After approving rules that make it almost impossible to replace a director for any reason, the bank company's stockholders gave the board virtually unassailable authority to accept or reject any takeover bid.
The stockholders nearly eliminated their own power to overrule the board. From now on, overriding a board decision or repealing any of the April 15 rules will require a vote of 75% of all shares.
That is a greater margin than Congress needs to override a presidential veto. The changes themselves passed only by majorities as slim as 52.4%.
Like Chase's stockholders, investors in about 40 other companies have voted this year to relinquish some of their most important rights. Stockholders in another 387 major corporations did the same thing in 1985.
Such extensive restrictions on shareholder rights--aggressively sought by corporate executives fearful of hostile takeovers--have set in motion perhaps the biggest shift in control of American business since the Great Depression, evoking the atmosphere of the 1920s when huge corporations were dominated by the owners of minuscule portions of their stock. The change could have major ramifications for the U.S. economy and for the political environment in which American business operates.
Critics say the latest crop of restrictions, often known as "shark repellents" for their anti-takeover design, allow even ineffective executives to fend off responsible challenges from those who advocate changes in corporate direction or management. Over time, that could make American industry less efficient.
Could Lose Legitimacy
Concentrating power in the hands of executives with limited stock holdings also could destroy the corporation's best insulator from government interference--the perception that it is the public, through ownership of shares, that is really at the heart of the economic system.
"This might be one way business would lose its legitimacy as the private controller of the means of production," said former Securities and Exchange Commissioner Bevis Longstreth, now a corporate lawyer in Manhattan. "And that could lead to more government intervention."
The shift in power from stockholders to management arises out of a historic fissure between executives and the corporations' nominal owners. Executives fear the power of institutional investors, who now own more than half the stock of companies listed on the New York Stock Exchange, to determine the fate of their firms and the future of their careers.
Institutions--insurance companies, mutual funds, banks and pension funds--do not demonstrate the same corporate loyalty that managements are accustomed to receiving from individual shareholders. Institutions trade stock more vigorously--they account for 75% of all transactions on the New York Stock Exchange--and are much more likely to react to short-term fluctuations in company earnings.
Executives hold institutional investors largely responsible for the wave of hostile takeovers, contending that they sell firms to the highest bidder solely for the sake of a quick profit and without regard to long-term company prospects and the impact on employees and communities.
"We better start looking at ways of protecting the American economic system from its shareholders," said Andrew Sigler, chairman of Champion International Corp. and head of a task force on merger issues for the Conference Board, a management lobbying group. Three-fourths of Champion's stock is owned by institutions.

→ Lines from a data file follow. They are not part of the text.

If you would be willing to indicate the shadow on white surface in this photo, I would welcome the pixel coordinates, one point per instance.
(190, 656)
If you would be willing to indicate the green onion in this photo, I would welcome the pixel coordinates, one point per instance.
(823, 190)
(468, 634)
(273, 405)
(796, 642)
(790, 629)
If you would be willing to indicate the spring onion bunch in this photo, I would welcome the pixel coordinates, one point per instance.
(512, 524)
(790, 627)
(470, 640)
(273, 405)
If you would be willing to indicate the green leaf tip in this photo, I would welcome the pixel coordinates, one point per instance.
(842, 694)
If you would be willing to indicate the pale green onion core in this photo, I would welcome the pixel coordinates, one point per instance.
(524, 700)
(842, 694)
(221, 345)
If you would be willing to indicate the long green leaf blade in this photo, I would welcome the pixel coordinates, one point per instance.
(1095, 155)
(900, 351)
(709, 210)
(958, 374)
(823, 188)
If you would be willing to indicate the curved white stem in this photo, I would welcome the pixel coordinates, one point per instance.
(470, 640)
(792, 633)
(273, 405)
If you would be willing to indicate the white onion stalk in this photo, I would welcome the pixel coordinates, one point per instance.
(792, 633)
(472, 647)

Professional investors, who believe that share ownership should carry the right to a voice in corporate governance, regard such views with scorn.
"I call it management by Bohemian Grove," said Robert Kirby, chairman of the Los Angeles investment management firm Capital Group, referring to the exclusive corporate retreat outside San Francisco. "Their argument is that shareholders aren't investors in these companies, just guys who trade securities."

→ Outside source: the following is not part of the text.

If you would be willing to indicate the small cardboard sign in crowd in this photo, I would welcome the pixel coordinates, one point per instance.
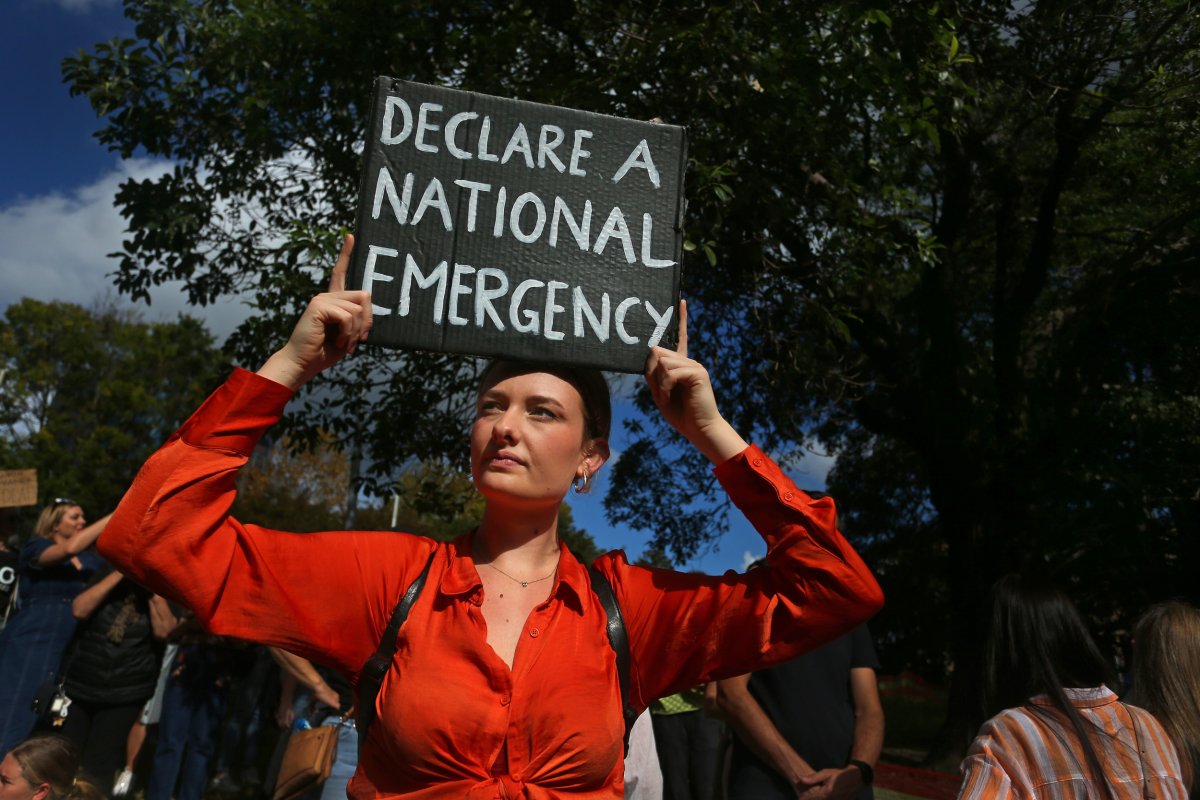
(505, 228)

Whatever the arguments, the trend is unmistakable: Ownership of a share of common stock no longer gives investors a predictable say in the affairs of a corporation.

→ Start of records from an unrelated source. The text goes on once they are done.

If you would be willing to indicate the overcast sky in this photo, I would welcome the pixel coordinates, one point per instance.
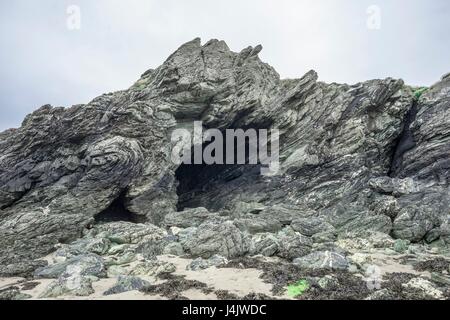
(43, 61)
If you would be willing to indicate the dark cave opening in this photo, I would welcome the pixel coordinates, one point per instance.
(200, 184)
(117, 211)
(405, 141)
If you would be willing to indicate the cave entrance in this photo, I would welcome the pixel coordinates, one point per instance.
(206, 185)
(117, 211)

At hundreds of companies--one being Federated Department Stores, owner of Bloomingdale's, Bullock's and Ralphs Grocery--shareholders no longer have the right to replace a majority of the board at a single election.
At such companies as Gannett, publisher of hundreds of newspapers, and Procter & Gamble, the consumer-goods concern, shareholders have lost the traditional privilege of calling their own shareholders' meeting.
Many companies no longer allow each share an equal vote in corporate affairs.